Overview

Evaluation Of Intraocular Pressure Lowering-Effect Of Xalacom In Patients With Poag Or Oh.

Status:
Completed
Trial end date:
2006-04-01
Target enrollment:
0
Participant gender:
All
Summary
This study is designed as an open label evaluation of the efficacy of latanoprost and timolol fixed combination (Xalacom) after 6 month of treatment. Eligible patients may be enrolled at the baseline visit. All current ocular hypotensive therapy must be discontinued at this time.

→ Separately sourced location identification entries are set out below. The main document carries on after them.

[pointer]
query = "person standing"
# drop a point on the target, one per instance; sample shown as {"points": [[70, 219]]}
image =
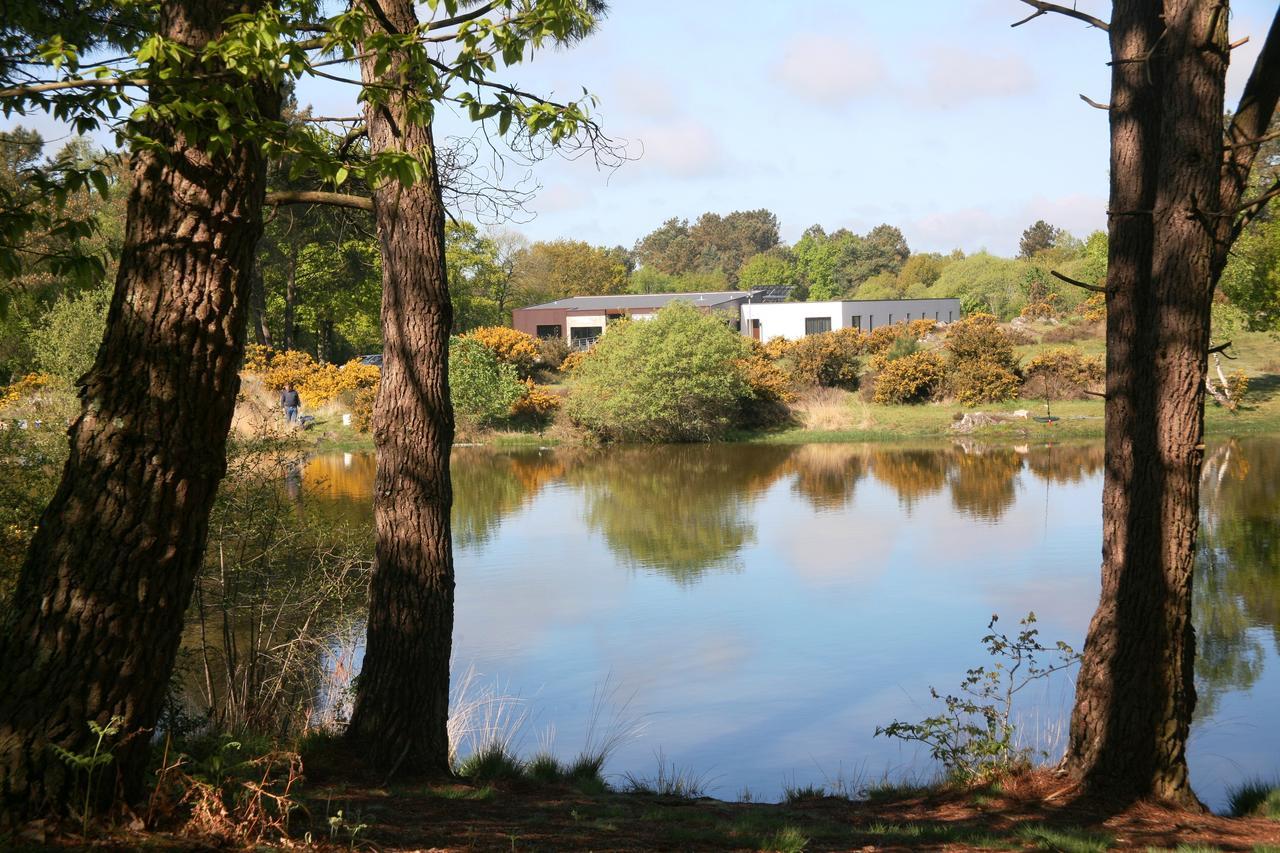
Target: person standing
{"points": [[289, 401]]}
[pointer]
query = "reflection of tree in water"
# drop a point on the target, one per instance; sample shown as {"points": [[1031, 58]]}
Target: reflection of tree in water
{"points": [[1238, 568], [490, 486], [1065, 463], [914, 474], [983, 480], [827, 474], [676, 510]]}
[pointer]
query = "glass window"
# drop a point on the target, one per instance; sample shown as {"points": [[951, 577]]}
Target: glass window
{"points": [[817, 324]]}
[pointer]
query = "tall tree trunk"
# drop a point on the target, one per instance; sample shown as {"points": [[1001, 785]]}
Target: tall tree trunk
{"points": [[99, 607], [257, 306], [402, 697], [1136, 690], [291, 301]]}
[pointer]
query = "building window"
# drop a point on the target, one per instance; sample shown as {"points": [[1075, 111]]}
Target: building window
{"points": [[817, 324], [584, 336]]}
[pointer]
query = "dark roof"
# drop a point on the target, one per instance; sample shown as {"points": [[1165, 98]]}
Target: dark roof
{"points": [[634, 301]]}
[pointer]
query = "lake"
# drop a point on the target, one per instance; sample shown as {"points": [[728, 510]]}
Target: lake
{"points": [[762, 609]]}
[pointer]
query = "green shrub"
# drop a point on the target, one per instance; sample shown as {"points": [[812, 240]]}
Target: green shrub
{"points": [[672, 378], [1064, 373], [65, 342], [483, 388], [913, 378], [982, 368]]}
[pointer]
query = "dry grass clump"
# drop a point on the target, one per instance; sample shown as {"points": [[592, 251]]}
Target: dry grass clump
{"points": [[824, 409]]}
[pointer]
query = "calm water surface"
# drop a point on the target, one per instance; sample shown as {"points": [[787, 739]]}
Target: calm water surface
{"points": [[767, 607]]}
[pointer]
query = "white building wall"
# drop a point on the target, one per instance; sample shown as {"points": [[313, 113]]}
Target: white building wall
{"points": [[787, 319]]}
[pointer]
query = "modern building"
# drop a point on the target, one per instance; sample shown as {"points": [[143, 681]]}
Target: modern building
{"points": [[794, 320], [581, 319]]}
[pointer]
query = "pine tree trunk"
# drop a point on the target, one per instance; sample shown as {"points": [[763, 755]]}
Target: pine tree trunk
{"points": [[257, 308], [99, 607], [402, 697], [291, 301], [1136, 690]]}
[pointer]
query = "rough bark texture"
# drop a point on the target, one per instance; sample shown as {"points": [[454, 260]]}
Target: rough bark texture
{"points": [[1136, 690], [99, 606], [402, 698]]}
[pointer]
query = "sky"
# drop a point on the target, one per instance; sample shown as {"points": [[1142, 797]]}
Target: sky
{"points": [[933, 115]]}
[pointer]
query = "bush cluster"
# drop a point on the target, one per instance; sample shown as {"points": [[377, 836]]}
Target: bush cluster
{"points": [[672, 378], [910, 378], [982, 368], [1063, 373], [315, 383], [508, 346]]}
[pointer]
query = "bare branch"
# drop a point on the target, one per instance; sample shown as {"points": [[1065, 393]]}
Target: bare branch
{"points": [[316, 197], [1045, 8], [1077, 283], [105, 82]]}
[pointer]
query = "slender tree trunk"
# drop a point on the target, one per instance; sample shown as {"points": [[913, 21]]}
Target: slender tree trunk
{"points": [[402, 698], [291, 301], [99, 607], [1136, 690], [257, 308]]}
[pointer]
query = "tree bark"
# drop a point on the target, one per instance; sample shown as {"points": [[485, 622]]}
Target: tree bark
{"points": [[401, 710], [257, 308], [291, 301], [1136, 690], [99, 607]]}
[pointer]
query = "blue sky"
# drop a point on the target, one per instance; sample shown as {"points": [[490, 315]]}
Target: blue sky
{"points": [[936, 117], [933, 115]]}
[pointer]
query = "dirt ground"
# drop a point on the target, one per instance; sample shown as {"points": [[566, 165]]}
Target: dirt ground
{"points": [[1033, 811]]}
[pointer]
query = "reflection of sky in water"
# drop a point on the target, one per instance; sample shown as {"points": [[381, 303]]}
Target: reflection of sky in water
{"points": [[810, 594]]}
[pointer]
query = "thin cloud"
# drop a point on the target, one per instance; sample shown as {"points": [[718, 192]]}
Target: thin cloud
{"points": [[830, 71], [955, 76]]}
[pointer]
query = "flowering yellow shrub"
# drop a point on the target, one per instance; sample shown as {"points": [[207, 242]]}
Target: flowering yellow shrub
{"points": [[913, 378], [23, 387], [766, 379], [538, 402], [827, 359], [976, 381], [510, 346], [776, 347], [1095, 308], [257, 357], [572, 361], [288, 368]]}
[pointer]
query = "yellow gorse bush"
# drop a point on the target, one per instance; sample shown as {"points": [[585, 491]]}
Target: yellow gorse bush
{"points": [[23, 387], [510, 346], [913, 378], [536, 402], [315, 383]]}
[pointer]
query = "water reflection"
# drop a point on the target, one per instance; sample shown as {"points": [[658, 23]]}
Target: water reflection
{"points": [[680, 511], [775, 602]]}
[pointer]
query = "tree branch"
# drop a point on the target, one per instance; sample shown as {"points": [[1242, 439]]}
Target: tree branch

On baseline day, patients eligible for the study will receive Xalacom which is to be instilled in the morning.
Phase:
Phase 4
Accepts Healthy Volunteers?
No
Details
Lead Sponsor:
Pfizer
Pfizer's Upjohn has merged with Mylan to form Viatris Inc.
Criteria
Inclusion Criteria:

- Diagnosis of glaucoma (primary open angle, pigmentary, exfoliative) or ocular
hypertension (IOP >= 21 mmHG).

- Visual acuity >= 20/200.

Exclusion Criteria:

- Closed/barely open anterior chamber angle or history of acute angle closure glaucoma.

- Hystory of ALT within 3 months prior to the baseline visit.

- History of any ocular filtering surgical intervention.

- Ocular surgery or inflammation/infection within 3 months prior to the baseline visit.